[Remote] Site Reliability Engineer
Note: The job is a remote job and is open to candidates in USA. Runpod is a rapidly growing company that provides a foundational platform for developers to build and run custom AI systems. As a Site Reliability Engineer, you will ensure the stability and resilience of Runpod’s distributed platform by partnering with engineering teams, improving system design, and enhancing observability to prevent incidents.
Responsibilities
- Define and implement SLIs/SLOs for critical services
- Lead incident response and coordinate cross-team mitigation efforts
- Conduct blameless postmortems and ensure corrective actions are completed
- Perform production readiness reviews for new services and features
- Identify systemic risks and drive preventative improvements
- Design and improve monitoring, alerting, and dashboards (Prometheus, Grafana, etc.)

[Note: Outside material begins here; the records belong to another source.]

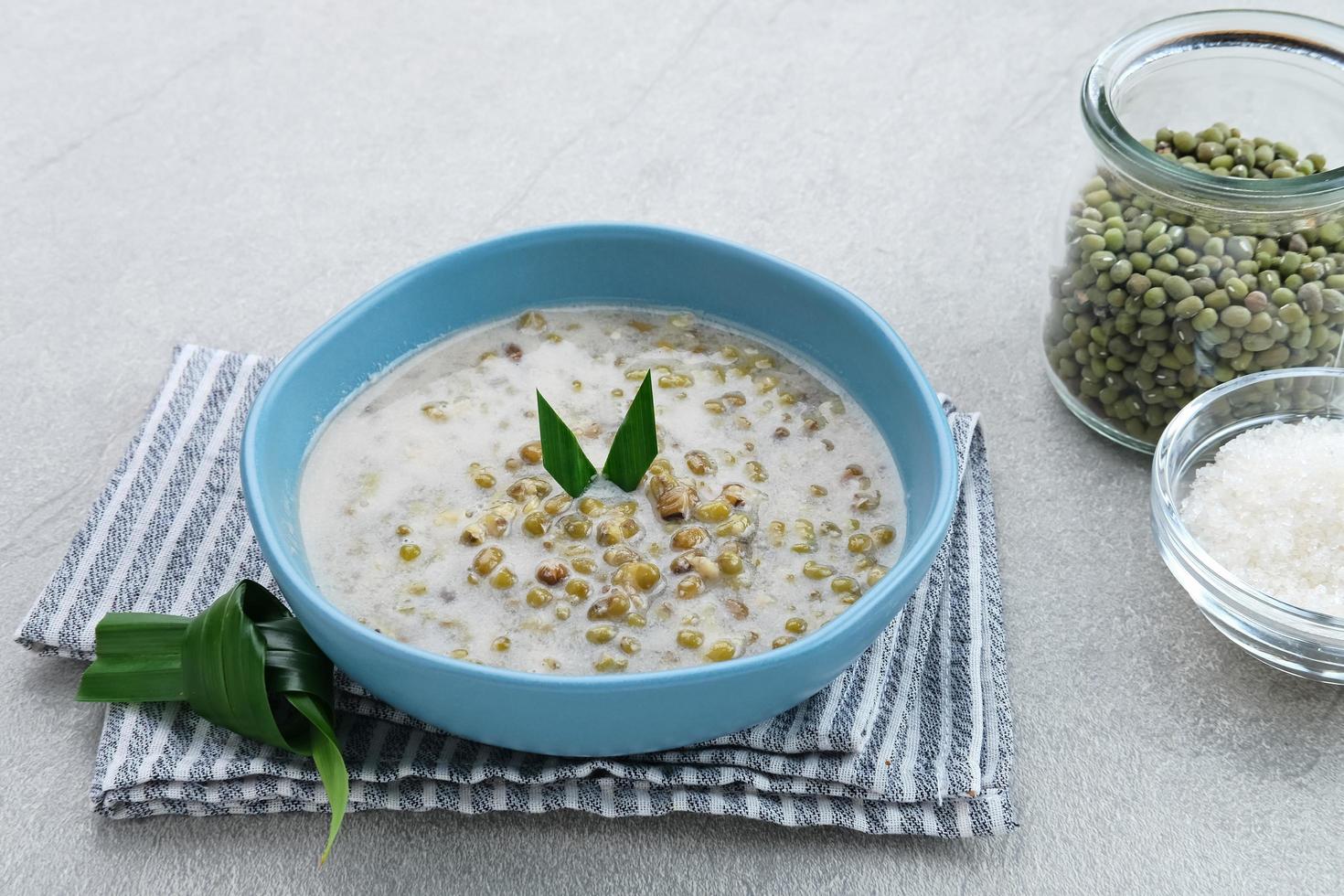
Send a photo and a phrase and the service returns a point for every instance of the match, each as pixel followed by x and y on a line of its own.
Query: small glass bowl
pixel 1283 635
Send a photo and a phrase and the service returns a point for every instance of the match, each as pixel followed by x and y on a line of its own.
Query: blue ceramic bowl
pixel 583 263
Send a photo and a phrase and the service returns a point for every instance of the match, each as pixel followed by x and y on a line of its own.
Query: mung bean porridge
pixel 428 516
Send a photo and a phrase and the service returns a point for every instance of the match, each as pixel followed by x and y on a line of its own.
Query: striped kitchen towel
pixel 914 738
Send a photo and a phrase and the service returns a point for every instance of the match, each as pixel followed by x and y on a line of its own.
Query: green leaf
pixel 560 453
pixel 636 443
pixel 139 658
pixel 243 664
pixel 329 763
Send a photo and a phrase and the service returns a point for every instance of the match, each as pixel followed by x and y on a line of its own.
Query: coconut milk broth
pixel 426 517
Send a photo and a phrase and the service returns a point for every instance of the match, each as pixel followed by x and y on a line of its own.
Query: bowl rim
pixel 915 554
pixel 1167 512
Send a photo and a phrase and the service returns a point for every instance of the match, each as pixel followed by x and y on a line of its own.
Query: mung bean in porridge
pixel 426 512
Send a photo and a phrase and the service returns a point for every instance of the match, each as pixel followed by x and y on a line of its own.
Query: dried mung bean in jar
pixel 1156 305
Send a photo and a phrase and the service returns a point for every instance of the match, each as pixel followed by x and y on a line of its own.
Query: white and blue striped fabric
pixel 915 738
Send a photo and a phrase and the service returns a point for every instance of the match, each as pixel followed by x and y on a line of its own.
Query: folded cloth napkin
pixel 914 738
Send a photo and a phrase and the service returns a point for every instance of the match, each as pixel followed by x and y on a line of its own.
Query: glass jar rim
pixel 1284 31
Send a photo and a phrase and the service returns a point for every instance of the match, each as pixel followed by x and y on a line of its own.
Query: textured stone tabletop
pixel 231 174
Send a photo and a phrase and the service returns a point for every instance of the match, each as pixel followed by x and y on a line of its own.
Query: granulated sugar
pixel 1270 509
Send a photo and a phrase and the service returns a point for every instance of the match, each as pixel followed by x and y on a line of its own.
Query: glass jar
pixel 1194 251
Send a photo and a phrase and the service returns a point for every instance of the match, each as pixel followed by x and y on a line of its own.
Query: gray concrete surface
pixel 234 172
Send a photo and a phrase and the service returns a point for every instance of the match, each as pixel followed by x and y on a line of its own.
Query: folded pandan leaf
pixel 245 664
pixel 632 452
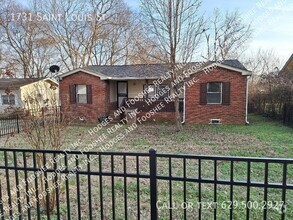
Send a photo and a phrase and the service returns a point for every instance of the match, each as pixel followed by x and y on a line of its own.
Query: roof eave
pixel 103 77
pixel 243 72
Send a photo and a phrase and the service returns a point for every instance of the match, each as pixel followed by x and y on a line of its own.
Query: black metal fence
pixel 37 184
pixel 9 125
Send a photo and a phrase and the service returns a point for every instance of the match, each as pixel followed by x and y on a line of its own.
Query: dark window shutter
pixel 145 95
pixel 226 93
pixel 89 94
pixel 72 94
pixel 203 94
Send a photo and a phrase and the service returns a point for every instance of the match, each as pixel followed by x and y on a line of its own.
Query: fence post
pixel 153 184
pixel 17 123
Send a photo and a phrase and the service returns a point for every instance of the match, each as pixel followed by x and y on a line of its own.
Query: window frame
pixel 77 94
pixel 8 98
pixel 156 91
pixel 221 94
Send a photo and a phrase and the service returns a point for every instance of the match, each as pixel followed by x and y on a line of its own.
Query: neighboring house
pixel 287 69
pixel 16 91
pixel 215 96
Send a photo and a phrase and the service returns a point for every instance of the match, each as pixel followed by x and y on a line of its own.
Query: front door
pixel 122 92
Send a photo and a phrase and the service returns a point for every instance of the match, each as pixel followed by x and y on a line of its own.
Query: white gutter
pixel 183 119
pixel 246 113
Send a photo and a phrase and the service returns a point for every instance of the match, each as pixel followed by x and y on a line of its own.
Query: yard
pixel 263 138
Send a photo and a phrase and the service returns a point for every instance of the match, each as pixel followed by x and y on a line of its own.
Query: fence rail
pixel 125 185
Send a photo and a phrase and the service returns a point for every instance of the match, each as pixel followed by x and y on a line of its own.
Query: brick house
pixel 211 92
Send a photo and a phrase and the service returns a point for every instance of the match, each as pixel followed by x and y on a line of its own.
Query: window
pixel 161 91
pixel 214 93
pixel 81 94
pixel 8 99
pixel 150 91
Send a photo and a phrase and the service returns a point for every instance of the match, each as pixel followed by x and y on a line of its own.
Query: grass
pixel 263 138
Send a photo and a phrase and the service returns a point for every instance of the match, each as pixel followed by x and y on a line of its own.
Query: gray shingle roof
pixel 16 83
pixel 146 71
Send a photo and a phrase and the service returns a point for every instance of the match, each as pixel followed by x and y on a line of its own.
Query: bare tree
pixel 29 48
pixel 177 26
pixel 226 36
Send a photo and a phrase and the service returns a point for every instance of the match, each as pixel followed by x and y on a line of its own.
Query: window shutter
pixel 203 94
pixel 145 95
pixel 72 94
pixel 89 94
pixel 226 93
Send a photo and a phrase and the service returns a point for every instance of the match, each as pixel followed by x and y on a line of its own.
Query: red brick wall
pixel 100 92
pixel 159 117
pixel 230 114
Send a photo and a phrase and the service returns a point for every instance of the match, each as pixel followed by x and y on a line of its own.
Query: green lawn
pixel 262 138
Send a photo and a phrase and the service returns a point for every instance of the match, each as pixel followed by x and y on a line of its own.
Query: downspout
pixel 246 113
pixel 183 117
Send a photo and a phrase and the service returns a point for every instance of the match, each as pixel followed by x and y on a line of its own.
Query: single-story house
pixel 15 92
pixel 212 92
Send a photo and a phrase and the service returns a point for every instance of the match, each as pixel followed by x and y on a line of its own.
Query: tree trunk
pixel 177 112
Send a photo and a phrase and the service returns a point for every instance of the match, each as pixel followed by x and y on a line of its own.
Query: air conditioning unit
pixel 215 121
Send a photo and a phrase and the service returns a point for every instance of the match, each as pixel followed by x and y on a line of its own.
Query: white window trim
pixel 2 101
pixel 77 94
pixel 221 101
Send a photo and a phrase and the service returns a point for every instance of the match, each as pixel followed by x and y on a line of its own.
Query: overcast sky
pixel 272 21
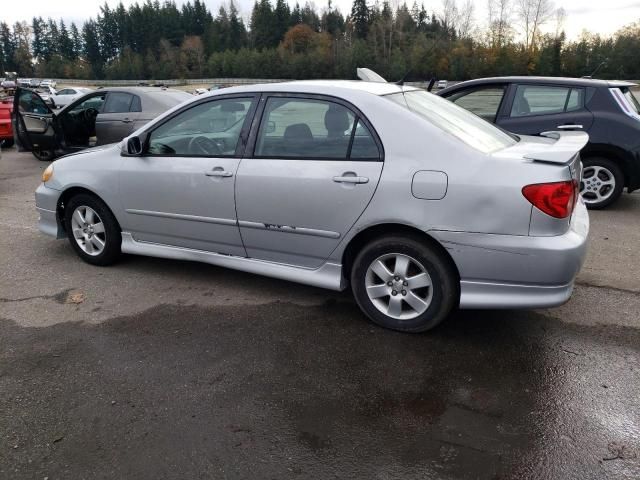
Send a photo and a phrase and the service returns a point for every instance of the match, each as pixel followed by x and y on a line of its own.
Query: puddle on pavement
pixel 285 391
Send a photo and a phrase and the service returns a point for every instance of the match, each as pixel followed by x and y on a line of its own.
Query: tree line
pixel 161 41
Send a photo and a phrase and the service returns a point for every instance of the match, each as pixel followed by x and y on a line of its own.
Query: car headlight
pixel 48 173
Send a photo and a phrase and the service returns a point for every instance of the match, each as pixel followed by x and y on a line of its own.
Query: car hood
pixel 89 151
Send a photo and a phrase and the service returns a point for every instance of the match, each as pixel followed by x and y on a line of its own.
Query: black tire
pixel 445 286
pixel 112 237
pixel 590 199
pixel 44 155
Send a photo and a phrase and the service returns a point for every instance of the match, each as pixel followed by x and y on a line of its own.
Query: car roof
pixel 325 87
pixel 569 81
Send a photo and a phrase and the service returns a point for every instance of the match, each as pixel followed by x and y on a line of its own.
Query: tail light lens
pixel 556 199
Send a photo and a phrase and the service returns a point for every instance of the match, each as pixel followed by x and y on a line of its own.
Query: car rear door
pixel 311 168
pixel 33 121
pixel 535 108
pixel 115 120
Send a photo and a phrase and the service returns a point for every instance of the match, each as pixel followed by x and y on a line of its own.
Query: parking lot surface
pixel 162 369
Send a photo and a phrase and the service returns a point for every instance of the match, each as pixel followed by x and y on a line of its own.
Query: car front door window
pixel 210 129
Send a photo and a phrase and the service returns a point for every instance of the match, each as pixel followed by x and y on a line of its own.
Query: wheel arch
pixel 71 192
pixel 374 232
pixel 612 153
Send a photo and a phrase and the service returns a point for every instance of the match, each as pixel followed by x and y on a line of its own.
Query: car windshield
pixel 631 99
pixel 466 126
pixel 166 99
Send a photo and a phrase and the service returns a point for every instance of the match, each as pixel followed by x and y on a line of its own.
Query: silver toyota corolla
pixel 416 203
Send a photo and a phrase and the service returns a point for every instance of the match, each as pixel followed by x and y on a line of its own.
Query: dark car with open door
pixel 101 117
pixel 607 110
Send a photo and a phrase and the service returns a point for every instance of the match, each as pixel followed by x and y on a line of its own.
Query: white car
pixel 67 95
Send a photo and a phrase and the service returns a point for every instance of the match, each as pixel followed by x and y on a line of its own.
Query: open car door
pixel 33 124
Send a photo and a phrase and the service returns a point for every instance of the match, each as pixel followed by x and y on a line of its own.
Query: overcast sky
pixel 604 17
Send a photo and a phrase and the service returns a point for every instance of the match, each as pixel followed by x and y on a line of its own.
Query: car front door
pixel 532 109
pixel 115 120
pixel 180 191
pixel 33 122
pixel 311 168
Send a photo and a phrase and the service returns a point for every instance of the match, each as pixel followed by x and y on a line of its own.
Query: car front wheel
pixel 602 182
pixel 403 284
pixel 92 229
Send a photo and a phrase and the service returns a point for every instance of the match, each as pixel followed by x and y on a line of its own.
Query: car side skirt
pixel 328 276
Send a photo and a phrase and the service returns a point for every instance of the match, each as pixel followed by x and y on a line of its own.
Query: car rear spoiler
pixel 565 148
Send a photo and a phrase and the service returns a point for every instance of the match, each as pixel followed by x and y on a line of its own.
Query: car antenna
pixel 368 75
pixel 602 64
pixel 404 78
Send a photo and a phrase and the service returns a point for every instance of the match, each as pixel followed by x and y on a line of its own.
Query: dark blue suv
pixel 607 110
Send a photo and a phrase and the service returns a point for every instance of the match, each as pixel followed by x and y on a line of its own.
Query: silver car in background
pixel 103 116
pixel 417 204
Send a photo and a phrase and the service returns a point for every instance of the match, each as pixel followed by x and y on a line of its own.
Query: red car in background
pixel 6 131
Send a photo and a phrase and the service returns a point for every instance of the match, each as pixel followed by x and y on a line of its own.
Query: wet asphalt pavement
pixel 163 369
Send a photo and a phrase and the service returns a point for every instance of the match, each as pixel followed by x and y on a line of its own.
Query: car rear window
pixel 471 129
pixel 167 98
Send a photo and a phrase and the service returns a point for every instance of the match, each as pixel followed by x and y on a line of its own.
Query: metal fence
pixel 191 81
pixel 170 83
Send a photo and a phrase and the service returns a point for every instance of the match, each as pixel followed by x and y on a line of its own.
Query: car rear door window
pixel 117 102
pixel 484 102
pixel 304 128
pixel 530 100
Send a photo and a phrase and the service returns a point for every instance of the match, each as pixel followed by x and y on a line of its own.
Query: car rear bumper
pixel 505 271
pixel 46 204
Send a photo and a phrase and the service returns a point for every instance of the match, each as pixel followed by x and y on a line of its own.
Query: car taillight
pixel 556 199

- Improve signal-to-noise ratio in alerts and reduce alert fatigue
- Build internal tooling for reliability tracking and reporting
- Improve visibility into GPU performance and distributed systems health
- Automate recurring operational workflows
- Build tools and scripts (Python, Go, Bash) to eliminate manual processes
- Improve deployment safety through automation and guardrails
- Strengthen CI/CD reliability and release processes
- Partner with engineering teams to improve system resilience
- Provide guidance on fault tolerance, scalability, and failure handling
- Contribute to architectural discussions with a reliability-first mindset
Skills
- 5+ years of experience in SRE, Reliability Engineering, or Production Engineering
- Strong Linux systems and Networking expertise
- Experience managing containerized production systems
- Strong understanding of distributed systems and failure modes
- Experience defining and managing SLIs/SLOs
- Proven incident response and postmortem leadership experience
- Strong scripting or programming skills
- Experience with monitoring and alerting systems
- Excellent written communication skills
- Successful completion of a background check
- Experience with GPU infrastructure or AI/ML platforms
- Experience improving reliability in high-growth or large scale environments
- Familiarity with GPU observability tooling
- Experience with Infrastructure as Code
- Experience working in startup environments
- Experience building internal reliability platforms or frameworks
Benefits
- Meaningful equity in a fast-growing company- everyone on the team receives stock options — your impact drives our growth, and you share in the upside.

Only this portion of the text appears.